Kalule however hinted that the suspects could have been sharing these materials using social media platforms. “The forensic professionals are still looking into the chain. Once they have finished, more information will be disclosed.”
Numerous UNEB reports have repeatedly pointed to the high rate of exam malpractice in primary schools. The vice has gradually permeated Uganda’s educational system and is linked to a number of issues including among others, the commercialization of education, fierce and unhealthy competition among schools, and increased pressure on educators to deliver results.
The matter was a subject of contention during a recent meeting between UNEB officials and school inspectors, who traded accusations of orchestrating examination leakages and encouraging malpractices. While the Ministry of Education and the examinations body accused school inspectors of encouraging fraud, the inspectors said that most leakages originate within UNEB.
Until 1991, UNEB was printing examination materials from the United Kingdom. In 1992, the government decided to start printing them locally which saw the leakages quickly becoming the order of the day.

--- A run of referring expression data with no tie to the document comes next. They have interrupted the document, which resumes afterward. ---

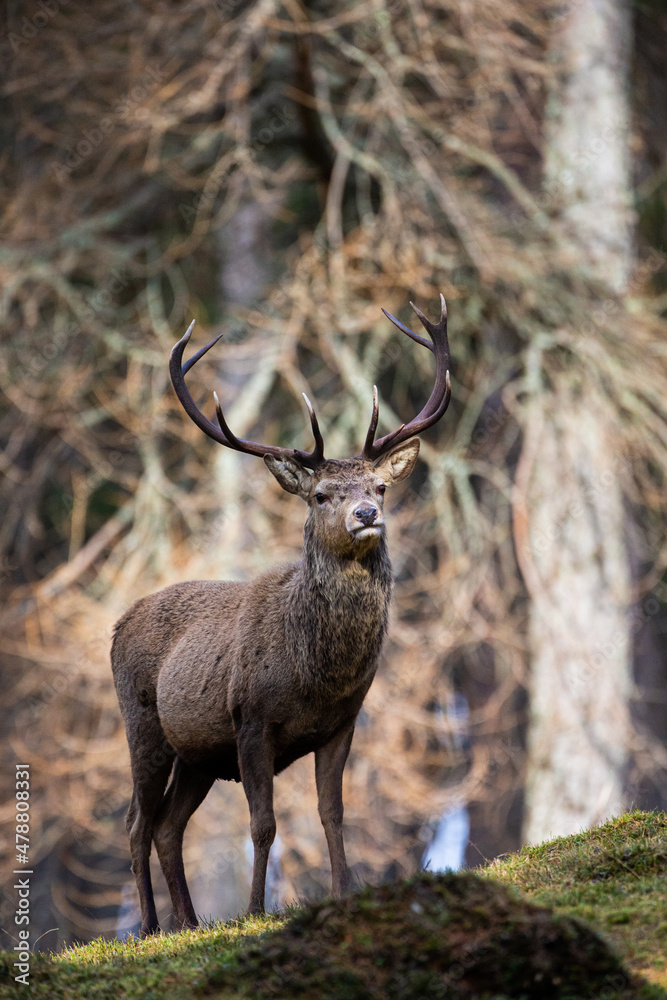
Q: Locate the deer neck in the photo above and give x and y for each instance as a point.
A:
(337, 617)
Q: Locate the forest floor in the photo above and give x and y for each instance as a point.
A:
(578, 917)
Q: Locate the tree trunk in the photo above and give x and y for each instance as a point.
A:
(569, 512)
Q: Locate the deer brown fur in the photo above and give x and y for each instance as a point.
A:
(238, 680)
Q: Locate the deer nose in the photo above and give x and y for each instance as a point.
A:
(366, 515)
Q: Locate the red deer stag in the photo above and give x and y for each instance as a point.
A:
(238, 680)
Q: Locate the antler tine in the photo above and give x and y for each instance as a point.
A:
(441, 393)
(223, 434)
(372, 427)
(318, 451)
(406, 329)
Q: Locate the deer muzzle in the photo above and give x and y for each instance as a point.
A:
(365, 521)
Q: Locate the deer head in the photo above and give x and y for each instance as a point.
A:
(344, 496)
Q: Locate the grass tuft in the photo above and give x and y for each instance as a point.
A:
(576, 917)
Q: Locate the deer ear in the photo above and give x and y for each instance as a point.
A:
(290, 474)
(399, 463)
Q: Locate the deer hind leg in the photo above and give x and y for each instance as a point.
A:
(149, 786)
(256, 760)
(329, 764)
(187, 790)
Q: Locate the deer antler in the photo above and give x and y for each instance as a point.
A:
(222, 434)
(440, 396)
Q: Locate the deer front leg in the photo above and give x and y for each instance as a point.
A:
(329, 764)
(256, 757)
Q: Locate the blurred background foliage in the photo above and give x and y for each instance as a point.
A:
(280, 171)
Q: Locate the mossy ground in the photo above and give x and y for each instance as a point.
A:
(613, 876)
(455, 936)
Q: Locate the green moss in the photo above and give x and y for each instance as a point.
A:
(613, 876)
(516, 929)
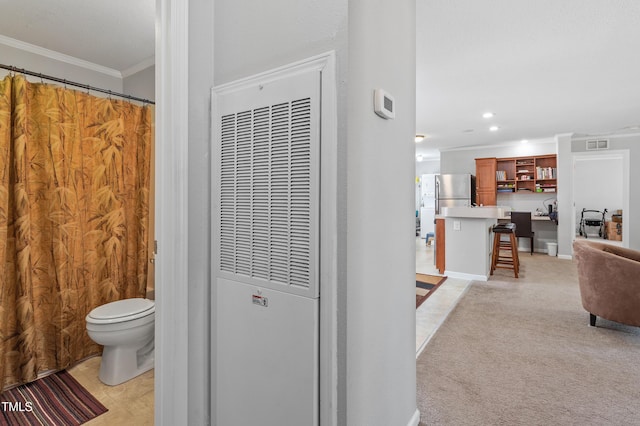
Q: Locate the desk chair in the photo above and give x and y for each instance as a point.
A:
(523, 226)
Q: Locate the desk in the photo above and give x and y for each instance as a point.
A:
(545, 231)
(468, 240)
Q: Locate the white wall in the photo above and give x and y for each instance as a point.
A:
(254, 36)
(381, 229)
(56, 68)
(141, 84)
(631, 143)
(426, 167)
(600, 186)
(463, 160)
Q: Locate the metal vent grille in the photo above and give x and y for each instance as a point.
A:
(594, 145)
(266, 179)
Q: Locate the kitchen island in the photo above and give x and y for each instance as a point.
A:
(469, 240)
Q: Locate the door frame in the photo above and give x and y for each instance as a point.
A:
(621, 154)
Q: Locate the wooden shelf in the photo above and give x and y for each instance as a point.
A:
(527, 174)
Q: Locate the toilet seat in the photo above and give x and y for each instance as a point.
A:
(121, 311)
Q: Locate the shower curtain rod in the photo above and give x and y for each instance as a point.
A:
(73, 83)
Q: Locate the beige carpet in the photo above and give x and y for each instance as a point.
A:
(520, 352)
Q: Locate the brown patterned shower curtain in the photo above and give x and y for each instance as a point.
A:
(74, 218)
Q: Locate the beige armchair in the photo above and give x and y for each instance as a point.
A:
(609, 278)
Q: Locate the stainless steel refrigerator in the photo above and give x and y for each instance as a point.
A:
(455, 190)
(427, 204)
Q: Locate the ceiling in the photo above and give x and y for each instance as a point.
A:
(544, 67)
(116, 34)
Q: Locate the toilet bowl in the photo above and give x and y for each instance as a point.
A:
(126, 330)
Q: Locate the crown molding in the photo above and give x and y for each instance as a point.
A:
(51, 54)
(541, 141)
(146, 63)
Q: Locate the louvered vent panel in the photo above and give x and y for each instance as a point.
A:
(266, 194)
(227, 194)
(597, 144)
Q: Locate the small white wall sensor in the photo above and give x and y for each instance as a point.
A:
(383, 104)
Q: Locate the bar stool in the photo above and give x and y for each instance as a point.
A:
(505, 252)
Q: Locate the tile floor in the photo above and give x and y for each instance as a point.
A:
(130, 403)
(433, 311)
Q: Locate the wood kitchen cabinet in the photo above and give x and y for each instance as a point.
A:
(486, 181)
(527, 174)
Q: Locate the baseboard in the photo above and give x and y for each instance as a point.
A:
(415, 419)
(465, 276)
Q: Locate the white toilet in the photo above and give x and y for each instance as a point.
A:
(126, 330)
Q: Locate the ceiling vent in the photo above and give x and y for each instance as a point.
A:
(597, 144)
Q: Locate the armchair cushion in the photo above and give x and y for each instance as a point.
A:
(608, 279)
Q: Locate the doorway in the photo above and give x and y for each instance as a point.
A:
(601, 182)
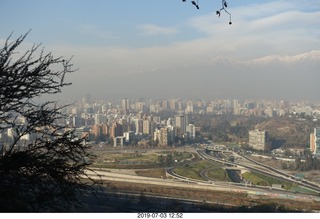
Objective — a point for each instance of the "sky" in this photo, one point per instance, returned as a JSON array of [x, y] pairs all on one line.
[[168, 48]]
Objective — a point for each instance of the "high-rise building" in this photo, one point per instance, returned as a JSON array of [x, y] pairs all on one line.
[[258, 140], [146, 127], [125, 106], [191, 131], [315, 141], [163, 138], [180, 123], [100, 118]]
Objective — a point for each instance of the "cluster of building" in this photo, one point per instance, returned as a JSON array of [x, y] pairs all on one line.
[[315, 142], [124, 124], [259, 140]]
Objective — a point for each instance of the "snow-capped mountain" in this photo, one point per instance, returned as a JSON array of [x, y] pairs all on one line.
[[309, 57]]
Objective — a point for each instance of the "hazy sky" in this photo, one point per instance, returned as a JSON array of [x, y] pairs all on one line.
[[144, 47]]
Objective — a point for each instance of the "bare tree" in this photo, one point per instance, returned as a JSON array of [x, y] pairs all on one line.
[[42, 163]]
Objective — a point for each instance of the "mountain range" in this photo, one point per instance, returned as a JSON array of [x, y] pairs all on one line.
[[271, 77]]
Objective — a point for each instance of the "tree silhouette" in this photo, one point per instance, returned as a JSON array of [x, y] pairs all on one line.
[[42, 163], [224, 5]]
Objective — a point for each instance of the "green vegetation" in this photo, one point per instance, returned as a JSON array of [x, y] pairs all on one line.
[[155, 173], [262, 180], [217, 173], [209, 169], [141, 160]]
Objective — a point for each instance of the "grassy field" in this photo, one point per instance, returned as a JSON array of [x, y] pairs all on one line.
[[262, 180], [154, 173], [213, 171]]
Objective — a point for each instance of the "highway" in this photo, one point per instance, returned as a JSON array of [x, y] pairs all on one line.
[[260, 168]]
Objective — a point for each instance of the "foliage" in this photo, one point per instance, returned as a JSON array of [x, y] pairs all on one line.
[[42, 163]]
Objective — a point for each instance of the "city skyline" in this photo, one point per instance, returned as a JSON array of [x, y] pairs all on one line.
[[170, 49]]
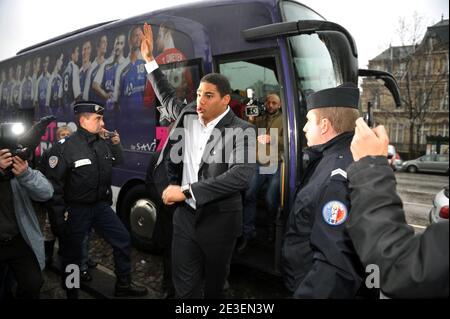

In a recent interview, Dr. Kedrace Turyagyenda, a former UNEB board member, noted that many local printing companies lacked integrity and security. “This was partly solved when UNEB bought its own printing machine. But without enough checks and balances, you never know something might slip through,” Dr. Turyagenda said.
With little information on the alleged leakage, URN asked whether UNEB has contingency plans in case the 2022 PLE papers did indeed leak a week before they are scheduled. In her response, Kalule said that the board has several plans in place, some of which are confidential.
“While we have various measures to address this, we also wish to warn the public to stop distributing or forwarding suspected examination materials online. Whether the information is real or fake, anyone who spreads it risks prosecution, which carries hefty fines and jail time upon conviction,” she said.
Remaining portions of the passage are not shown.